Radio Sechaba might be built around the bigger project of nation building but it also contains a number of songs that focus on the value of individual introspectiveness. There’s a call for presence on “Move On” (“Just breathe and let it go/stuck in past and future all we’ve got is present/Just breathe and let it go”) and a West-African influence instrumentally - call for self-liberation on “Resonance of Truth” (“Where do we go to find some serenity/Stop looking out too far/Try listening within”).
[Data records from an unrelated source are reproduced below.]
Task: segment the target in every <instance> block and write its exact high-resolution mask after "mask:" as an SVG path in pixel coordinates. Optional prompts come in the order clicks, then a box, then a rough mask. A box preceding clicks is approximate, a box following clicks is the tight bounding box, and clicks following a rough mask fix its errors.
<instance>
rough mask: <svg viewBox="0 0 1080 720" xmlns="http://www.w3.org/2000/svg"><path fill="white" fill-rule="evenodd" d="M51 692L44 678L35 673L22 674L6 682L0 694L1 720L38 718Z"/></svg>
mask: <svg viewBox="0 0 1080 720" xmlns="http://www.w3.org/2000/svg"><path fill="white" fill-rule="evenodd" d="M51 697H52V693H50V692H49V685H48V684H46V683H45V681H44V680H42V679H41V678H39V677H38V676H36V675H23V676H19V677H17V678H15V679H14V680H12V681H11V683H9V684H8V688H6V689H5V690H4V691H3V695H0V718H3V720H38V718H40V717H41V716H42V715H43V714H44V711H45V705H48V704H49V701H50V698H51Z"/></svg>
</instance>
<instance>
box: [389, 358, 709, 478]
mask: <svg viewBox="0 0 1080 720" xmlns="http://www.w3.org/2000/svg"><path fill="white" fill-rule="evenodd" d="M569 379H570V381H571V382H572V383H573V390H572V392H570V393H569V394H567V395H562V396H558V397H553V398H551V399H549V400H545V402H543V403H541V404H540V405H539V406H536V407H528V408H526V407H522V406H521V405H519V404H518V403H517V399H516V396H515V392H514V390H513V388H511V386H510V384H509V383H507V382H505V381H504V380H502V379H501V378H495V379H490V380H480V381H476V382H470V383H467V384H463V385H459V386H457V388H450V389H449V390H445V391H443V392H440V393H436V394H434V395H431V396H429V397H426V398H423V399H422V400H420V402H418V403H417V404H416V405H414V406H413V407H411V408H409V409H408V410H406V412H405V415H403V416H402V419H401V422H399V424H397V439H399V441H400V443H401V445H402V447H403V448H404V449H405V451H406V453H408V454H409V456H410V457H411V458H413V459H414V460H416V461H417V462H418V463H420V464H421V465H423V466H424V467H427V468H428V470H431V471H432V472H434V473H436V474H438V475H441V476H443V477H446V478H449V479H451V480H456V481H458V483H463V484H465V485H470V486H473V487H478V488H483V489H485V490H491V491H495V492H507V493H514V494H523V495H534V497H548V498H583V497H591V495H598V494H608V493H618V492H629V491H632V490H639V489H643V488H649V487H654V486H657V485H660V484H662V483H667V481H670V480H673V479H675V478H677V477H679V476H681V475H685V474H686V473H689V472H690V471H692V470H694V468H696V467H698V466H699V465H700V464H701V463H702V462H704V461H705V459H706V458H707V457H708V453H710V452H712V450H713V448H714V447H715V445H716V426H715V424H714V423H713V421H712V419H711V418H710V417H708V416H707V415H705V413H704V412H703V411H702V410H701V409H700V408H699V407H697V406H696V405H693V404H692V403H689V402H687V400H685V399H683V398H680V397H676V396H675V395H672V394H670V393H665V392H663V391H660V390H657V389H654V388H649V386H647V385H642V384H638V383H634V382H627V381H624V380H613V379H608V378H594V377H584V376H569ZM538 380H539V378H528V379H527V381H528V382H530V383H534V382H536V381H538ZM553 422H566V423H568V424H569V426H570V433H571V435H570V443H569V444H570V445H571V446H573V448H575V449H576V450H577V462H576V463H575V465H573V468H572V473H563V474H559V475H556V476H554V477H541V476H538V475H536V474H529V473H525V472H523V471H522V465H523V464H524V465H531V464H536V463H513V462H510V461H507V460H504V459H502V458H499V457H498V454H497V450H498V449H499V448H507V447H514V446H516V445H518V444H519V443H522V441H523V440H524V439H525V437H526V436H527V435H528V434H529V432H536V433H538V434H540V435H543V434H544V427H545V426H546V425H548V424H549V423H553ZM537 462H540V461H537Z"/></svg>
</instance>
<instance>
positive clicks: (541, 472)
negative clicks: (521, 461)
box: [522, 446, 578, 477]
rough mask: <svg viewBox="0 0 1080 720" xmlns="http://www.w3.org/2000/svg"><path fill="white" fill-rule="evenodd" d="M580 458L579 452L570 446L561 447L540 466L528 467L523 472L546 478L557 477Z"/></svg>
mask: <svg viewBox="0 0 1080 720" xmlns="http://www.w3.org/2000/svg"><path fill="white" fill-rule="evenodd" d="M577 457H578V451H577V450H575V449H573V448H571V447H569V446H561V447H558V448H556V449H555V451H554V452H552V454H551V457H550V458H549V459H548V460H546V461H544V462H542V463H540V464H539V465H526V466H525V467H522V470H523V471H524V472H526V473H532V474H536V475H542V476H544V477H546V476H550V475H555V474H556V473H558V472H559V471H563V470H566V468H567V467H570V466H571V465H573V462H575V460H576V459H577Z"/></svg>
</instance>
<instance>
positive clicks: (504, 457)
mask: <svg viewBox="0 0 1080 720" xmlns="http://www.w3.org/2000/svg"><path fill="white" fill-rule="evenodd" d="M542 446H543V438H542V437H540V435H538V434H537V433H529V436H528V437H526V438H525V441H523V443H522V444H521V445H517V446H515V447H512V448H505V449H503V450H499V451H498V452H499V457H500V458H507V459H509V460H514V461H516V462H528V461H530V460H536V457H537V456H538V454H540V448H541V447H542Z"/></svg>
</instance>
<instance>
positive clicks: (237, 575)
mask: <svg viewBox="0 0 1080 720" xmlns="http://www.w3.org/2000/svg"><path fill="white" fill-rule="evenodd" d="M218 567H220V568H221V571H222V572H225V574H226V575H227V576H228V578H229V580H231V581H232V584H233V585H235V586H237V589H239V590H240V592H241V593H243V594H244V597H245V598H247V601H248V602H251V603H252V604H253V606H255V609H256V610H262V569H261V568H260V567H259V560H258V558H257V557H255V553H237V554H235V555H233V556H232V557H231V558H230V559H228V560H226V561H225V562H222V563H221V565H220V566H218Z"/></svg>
Radio Sechaba also features “Ke Nako” – which is the opening track on the critically acclaimed Johannesburg scene jazz compilation, Indaba Is which was released in early 2021 on Gilles Peterson's Brownswood label. Meaning ‘Now’s the Time’, the track was included in a 2022 live concert at the Claude Lévi-Strauss theater as part of the Sons d'hiver festival in France. That show placed Dyer’s piano playing centrestage and it’s a gift that has been described by acclaimed South African trumpeter Feya Faku as nothing short of “beautiful”. “His sense of rhythm, his articulation on acoustic piano addresses the piano,” says Faku who has included Dyer in his Feya Faku Quintet shows.
Radio Sechaba is interspersed with short musical interludes - like “Amogelang” and “Spirit People” - that serve as sonic signposts to our collective past, present and future. The album sounds a hopeful note with “You are Home”, a gorgeous, layered piece that recalls West African blues in its eloquent call to all of us: “Know your truth/Let it guide you/From the unknown/It will lead you home”.